Abstract

Due to the non-volatility nature of Resistive RAM (ReRAM), dynamic operations in the arrays contribute to a much larger portion of power in ReRAM based neural networks than static power. To reduce the dynamic power of in-situ operations with neural parameters, precisiontuning is considered a viable approach of approximate computing to trade-off excessive computation exactness for power and efficiency gains. However, the switching overhead of precision tuning in hardware severely impacts its effectiveness when the systems need to quickly react to the change of environment, user constraint or input quality. This work for the first time investigates the feasibility of agile precision tuning for neural network accelerators to benefit from approximate computing. The proposed Computing in Memory (CiM) CNN accelerators fully utilize the normally-off characteristics of memristor crossbars to achieve instant network precision tuning without worrying about the model reloading penalty. The ReRAM-based accelerator, with the proposed neural parameter mapping policy and the novel mixed-model training method, induces negligible precision-switching latency and power consumption when compared with traditional variable precision accelerators.
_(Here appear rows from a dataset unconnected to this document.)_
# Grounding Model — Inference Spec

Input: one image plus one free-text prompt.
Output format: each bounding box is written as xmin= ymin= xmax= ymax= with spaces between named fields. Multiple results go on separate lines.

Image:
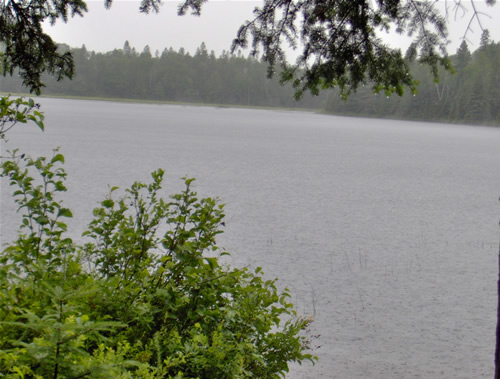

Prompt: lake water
xmin=1 ymin=99 xmax=500 ymax=379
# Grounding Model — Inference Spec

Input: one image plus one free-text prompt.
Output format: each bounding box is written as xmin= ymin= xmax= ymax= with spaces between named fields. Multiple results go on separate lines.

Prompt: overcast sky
xmin=45 ymin=0 xmax=500 ymax=55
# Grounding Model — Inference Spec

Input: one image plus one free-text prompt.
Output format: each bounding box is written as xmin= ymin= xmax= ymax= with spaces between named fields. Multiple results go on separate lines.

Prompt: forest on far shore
xmin=0 ymin=35 xmax=500 ymax=125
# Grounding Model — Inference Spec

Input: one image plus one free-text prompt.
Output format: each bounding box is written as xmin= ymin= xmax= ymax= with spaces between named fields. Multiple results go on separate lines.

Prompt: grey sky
xmin=46 ymin=0 xmax=500 ymax=55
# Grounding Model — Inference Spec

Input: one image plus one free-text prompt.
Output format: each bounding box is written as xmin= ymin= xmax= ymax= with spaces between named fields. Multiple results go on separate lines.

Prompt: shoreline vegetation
xmin=0 ymin=40 xmax=500 ymax=126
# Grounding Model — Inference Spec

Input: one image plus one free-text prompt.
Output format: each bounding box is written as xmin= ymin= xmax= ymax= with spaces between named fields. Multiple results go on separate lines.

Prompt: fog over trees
xmin=0 ymin=35 xmax=500 ymax=125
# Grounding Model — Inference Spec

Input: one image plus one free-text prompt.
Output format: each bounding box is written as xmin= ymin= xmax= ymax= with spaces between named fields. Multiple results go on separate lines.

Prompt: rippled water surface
xmin=1 ymin=99 xmax=500 ymax=378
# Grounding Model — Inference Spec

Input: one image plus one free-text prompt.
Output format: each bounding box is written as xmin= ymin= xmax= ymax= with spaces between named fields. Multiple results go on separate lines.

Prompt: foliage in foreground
xmin=0 ymin=140 xmax=316 ymax=378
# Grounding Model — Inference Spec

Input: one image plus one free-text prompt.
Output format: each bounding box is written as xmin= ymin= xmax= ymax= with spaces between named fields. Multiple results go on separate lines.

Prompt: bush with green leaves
xmin=0 ymin=112 xmax=316 ymax=378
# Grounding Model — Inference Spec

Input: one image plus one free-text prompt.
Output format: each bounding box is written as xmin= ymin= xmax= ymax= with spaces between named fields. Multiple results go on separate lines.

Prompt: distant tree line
xmin=326 ymin=31 xmax=500 ymax=125
xmin=0 ymin=36 xmax=500 ymax=125
xmin=0 ymin=41 xmax=326 ymax=108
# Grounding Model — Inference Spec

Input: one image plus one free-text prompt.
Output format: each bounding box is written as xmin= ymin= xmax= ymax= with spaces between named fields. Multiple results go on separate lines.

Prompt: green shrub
xmin=0 ymin=130 xmax=317 ymax=378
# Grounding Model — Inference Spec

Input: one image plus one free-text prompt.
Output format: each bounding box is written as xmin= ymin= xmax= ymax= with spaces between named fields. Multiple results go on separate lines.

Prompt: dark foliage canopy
xmin=0 ymin=0 xmax=495 ymax=97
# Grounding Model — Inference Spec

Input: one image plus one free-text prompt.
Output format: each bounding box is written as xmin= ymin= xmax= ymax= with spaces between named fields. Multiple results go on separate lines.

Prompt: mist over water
xmin=1 ymin=99 xmax=500 ymax=378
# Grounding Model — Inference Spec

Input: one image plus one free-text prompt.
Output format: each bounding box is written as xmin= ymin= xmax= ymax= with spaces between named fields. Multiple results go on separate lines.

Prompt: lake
xmin=1 ymin=99 xmax=500 ymax=379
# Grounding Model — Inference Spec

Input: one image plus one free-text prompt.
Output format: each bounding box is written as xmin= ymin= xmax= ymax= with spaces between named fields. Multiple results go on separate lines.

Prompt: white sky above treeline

In evaluation with state-of-the-art workloads, the proposed ReRAM DNN architecture saves 58.3%-62.47% area overhead over the baseline design. We also leverage the proposed ReRAM accelerator architecture to build a novel always-on Key-Word Spotting (KWS) system. The KWS design can switch between different precision modes to capture the relevant sound with high accuracy. The experimental results show the precisionadjustable KWS architecture saves considerable operating energy when fed with realistic test-sets of audio data.